Lake Ontario’s water level neared an all-time low for November and was at its lowest since 1964.

According to the U.S. Army Corps of Engineers in Detroit, Lake Ontario was at 243.73 feet last month, only 8.7 inches higher than the historic minimum recorded in 1934.

As of Dec. 20, the mean water level on the lake was 243.62 feet — 10.5 inches below the long-term average for December but 20.6 inches above the record low.

The International St. Lawrence River Board of Control, which determines the outflow at Moses-Saunders hydroelectric dam at Massena, attributes this largely to “dry conditions experienced since last spring.”

“The lake would be about 5 inches below long-term average in May 2013 if the basin receives average water supplies,” said Frank A. Bevaqua, spokesman for the International Joint Commission, a binational entity established to manage shared U.S.-Canadian waters.

Lake Ontario received only 30 percent of its average November precipitation. And over the past 12 months, Ontario received 18 percent less than its long-term average precipitation, according to the Corps of Engineers.

In its most recent outflow strategy report, the River Board of Control said the lake is only 4.3 inches above the lower limit and about 0.4 of an inch below what it tries to meet under an international water regulation plan.
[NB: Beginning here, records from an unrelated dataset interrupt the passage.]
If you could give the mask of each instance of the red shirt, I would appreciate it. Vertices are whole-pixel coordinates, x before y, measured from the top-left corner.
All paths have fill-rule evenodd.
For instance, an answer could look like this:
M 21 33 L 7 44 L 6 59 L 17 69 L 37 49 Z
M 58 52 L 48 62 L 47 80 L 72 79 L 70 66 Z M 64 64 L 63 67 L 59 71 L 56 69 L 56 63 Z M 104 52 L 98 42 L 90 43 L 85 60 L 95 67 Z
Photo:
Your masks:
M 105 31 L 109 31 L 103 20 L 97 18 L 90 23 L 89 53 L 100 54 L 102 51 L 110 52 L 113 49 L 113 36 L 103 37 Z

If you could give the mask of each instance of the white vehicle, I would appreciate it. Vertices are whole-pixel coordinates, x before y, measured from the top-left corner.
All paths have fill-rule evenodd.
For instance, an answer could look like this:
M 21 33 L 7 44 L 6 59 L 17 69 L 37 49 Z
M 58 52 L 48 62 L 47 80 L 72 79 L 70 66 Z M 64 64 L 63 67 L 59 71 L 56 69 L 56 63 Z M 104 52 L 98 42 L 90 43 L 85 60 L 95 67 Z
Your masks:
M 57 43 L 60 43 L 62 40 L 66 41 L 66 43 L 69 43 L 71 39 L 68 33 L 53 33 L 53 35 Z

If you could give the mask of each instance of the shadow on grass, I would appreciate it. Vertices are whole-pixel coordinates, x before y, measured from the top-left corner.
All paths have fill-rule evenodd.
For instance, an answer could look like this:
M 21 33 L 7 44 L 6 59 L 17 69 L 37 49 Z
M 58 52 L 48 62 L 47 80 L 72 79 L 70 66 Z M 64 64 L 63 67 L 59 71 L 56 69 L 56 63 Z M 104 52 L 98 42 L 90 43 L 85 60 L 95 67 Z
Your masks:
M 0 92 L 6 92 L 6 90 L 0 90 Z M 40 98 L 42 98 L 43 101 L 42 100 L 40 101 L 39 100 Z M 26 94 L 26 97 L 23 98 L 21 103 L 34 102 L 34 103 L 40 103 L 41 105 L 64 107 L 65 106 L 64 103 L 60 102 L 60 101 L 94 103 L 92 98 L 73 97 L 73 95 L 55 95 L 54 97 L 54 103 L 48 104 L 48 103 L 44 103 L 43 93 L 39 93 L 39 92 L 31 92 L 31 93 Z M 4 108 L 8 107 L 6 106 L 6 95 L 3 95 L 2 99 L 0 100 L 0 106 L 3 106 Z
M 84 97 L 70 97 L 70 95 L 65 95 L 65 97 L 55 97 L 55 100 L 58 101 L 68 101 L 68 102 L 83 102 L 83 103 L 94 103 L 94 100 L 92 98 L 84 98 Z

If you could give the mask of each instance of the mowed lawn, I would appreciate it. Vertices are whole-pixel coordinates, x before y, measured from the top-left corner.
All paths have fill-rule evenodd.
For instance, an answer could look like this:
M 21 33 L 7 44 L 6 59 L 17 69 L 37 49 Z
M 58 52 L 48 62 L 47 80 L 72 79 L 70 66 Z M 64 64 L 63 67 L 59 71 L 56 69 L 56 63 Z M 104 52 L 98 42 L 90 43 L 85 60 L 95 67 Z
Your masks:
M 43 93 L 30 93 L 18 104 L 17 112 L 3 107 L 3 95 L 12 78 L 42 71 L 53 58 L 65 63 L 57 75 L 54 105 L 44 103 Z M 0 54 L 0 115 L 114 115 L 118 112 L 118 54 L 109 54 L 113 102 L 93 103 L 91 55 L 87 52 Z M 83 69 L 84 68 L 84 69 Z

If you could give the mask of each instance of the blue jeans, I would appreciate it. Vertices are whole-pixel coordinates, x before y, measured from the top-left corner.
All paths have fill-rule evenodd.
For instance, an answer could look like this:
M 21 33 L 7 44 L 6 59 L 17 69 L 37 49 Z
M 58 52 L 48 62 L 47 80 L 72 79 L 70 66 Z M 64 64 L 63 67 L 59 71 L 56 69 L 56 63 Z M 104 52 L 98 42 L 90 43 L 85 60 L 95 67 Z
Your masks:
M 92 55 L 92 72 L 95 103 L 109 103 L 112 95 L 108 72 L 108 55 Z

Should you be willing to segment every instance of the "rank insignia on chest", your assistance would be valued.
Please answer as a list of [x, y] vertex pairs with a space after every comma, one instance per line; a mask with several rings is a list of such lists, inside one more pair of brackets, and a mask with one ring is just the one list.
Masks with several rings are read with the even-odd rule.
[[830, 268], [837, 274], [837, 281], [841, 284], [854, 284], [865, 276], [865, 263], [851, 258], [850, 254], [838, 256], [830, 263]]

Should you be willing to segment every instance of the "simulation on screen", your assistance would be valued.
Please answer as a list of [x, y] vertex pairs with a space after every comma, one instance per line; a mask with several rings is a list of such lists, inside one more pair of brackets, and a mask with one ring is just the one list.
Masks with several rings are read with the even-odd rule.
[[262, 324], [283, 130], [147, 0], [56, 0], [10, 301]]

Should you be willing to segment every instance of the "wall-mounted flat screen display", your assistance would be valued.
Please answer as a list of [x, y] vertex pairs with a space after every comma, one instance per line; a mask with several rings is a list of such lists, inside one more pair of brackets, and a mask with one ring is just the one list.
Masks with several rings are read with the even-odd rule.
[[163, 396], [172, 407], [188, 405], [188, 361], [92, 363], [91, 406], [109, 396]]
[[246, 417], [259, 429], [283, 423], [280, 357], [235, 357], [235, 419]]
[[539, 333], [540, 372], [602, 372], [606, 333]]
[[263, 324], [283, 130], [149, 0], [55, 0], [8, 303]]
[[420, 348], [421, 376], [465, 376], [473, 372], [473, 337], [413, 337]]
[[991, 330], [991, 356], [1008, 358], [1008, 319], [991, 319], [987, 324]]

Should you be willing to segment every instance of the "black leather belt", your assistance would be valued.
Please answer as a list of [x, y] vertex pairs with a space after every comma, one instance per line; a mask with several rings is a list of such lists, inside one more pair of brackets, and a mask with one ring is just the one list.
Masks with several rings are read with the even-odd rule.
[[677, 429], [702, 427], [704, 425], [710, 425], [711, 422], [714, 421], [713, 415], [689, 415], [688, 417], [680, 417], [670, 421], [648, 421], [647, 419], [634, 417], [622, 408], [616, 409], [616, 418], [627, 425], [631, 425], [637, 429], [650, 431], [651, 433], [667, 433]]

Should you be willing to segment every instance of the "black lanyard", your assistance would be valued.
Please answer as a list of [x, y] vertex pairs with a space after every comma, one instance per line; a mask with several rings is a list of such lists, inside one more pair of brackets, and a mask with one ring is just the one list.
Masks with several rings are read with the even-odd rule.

Over the past couple of months, the St. Lawrence Seaway has been warning shippers of “near alert levels” in sections of the Great Lakes-St. Lawrence shipping channel, and recreational boaters and marinas had to pull vessels out of the water at the end of September, almost a month earlier than usual, because of the low water.

Supply from Lake Erie — Lake Ontario’s primary water source — also has been low because of the drought. Like Ontario, Lake Erie received only 30 percent of its average precipitation last month, according to the Corps of Engineers.

Experts also point out that the decline in ice cover in the Great Lakes has led to more evaporation.

Using satellite measurements from 1973 to 2010, researchers at National Oceanic and Atmospheric Administration’s Great Lakes Environmental Research Laboratory have found that the Great Lakes’ average ice coverage is down by 71 percent — with the highest loss, 88 percent, seen in Lake Ontario.

Historic water data show that in both 1934 and 1964, it took at least two years for Lake Ontario to recover to its long-term average levels following low summer and winter water levels.

But the recovery rate ultimately would depend on the water supply — mainly precipitation — between now and spring, Mr. Bevaqua said, adding that the Corps of Engineers predicts that under the “high-supply” scenario, Lake Ontario in May could rise to about 5 inches above its long-term average level.